The reasons why she's doing this are not benign, and thus irrelevant. You will never be able to understand it or change her. Both you and your sister need to understand and accept that and the fact that she will never be who you need her to be. Covid has shown you both that the less your mum is in your lives , the better they are. Take reassurance from this. It really is her and not either of you. Build on it and keep contact to a minimum. It sounds like you're both still stuck in the FOG (fear,obligation,guilt) and trying very hard to navigate your life and feelings while managing her. It's exhausting and toxic.

You don't owe her anything. You do owe it to yourselves though to have the best life you can and hopefully heal.
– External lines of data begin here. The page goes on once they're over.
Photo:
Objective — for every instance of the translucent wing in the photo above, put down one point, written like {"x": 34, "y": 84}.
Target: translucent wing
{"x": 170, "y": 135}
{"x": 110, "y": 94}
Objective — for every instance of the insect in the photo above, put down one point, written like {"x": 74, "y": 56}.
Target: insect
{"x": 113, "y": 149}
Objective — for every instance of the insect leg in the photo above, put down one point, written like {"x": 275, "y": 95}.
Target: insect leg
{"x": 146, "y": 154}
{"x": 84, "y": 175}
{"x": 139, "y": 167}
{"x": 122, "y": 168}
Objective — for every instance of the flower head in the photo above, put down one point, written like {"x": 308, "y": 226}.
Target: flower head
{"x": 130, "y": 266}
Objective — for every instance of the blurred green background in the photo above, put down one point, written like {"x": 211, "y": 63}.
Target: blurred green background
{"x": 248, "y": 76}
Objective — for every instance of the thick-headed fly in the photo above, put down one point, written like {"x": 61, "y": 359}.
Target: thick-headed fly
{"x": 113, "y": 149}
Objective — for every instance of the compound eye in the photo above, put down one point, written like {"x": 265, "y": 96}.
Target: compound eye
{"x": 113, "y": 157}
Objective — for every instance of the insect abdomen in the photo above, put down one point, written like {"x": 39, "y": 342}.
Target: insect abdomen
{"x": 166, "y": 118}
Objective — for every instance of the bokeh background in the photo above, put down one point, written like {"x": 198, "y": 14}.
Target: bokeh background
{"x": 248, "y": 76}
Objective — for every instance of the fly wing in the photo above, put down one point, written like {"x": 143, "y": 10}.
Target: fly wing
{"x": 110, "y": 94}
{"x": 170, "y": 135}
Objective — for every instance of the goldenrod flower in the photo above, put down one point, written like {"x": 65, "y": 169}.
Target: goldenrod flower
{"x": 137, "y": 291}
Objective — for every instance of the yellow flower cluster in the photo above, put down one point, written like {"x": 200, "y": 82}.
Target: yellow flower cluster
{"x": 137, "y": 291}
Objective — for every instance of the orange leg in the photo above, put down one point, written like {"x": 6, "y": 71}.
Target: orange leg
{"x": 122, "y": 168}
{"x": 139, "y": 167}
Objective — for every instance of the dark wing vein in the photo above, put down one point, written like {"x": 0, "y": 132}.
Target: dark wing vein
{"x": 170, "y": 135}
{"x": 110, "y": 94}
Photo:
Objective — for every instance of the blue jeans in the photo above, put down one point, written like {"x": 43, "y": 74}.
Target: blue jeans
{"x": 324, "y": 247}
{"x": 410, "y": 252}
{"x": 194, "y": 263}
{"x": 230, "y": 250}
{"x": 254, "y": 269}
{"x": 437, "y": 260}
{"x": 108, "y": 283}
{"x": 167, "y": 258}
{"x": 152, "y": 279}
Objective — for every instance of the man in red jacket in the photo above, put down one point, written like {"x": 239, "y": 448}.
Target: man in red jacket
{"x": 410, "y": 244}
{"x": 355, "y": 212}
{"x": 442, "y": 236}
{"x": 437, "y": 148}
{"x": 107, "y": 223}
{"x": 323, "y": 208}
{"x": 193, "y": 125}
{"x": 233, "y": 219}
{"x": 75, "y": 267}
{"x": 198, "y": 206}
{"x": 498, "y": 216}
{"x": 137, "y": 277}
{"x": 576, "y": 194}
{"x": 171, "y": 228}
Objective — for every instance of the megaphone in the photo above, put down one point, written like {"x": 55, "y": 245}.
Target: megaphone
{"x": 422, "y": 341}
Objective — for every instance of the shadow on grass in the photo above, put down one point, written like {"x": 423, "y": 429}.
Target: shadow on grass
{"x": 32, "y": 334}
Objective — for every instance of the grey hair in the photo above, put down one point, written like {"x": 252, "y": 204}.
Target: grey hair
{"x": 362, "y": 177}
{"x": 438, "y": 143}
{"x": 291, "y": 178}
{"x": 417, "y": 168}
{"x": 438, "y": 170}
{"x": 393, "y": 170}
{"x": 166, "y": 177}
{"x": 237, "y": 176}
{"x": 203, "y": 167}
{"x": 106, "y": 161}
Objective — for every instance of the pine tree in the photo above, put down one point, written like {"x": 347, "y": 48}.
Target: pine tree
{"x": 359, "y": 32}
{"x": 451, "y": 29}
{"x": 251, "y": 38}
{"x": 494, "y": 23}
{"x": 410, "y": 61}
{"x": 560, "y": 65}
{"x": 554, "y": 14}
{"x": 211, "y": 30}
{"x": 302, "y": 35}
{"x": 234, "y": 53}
All of this. Wishing you and your sister all the best OP Thanks
Imnewhere1991 · 27/08/2021 09:47

In sorry, that did come across more intense than I'd have liked. Sorry OP. It's just because I've had a sister with anorexia and I would stop anyone in their tracks who would say anything that could make the situation worse. Perhaps because we are twins, I have that instinctual reaction. In no way am I blaming you OP and I'm sorry if it appears that way. I get a bit passionate about eating disorders, but that anger is directed at my family, not you.

MichelleScarn · 27/08/2021 09:49

Ah actually what @SafeMove said, much more succinctly.

Mumdiva99 · 27/08/2021 09:56

So sorry for your situation.

Can I just clarify that a few posters suggested Munchausen syndrome by proxy. This is not that. That is made up illness. This sister has anorexia which is very very real.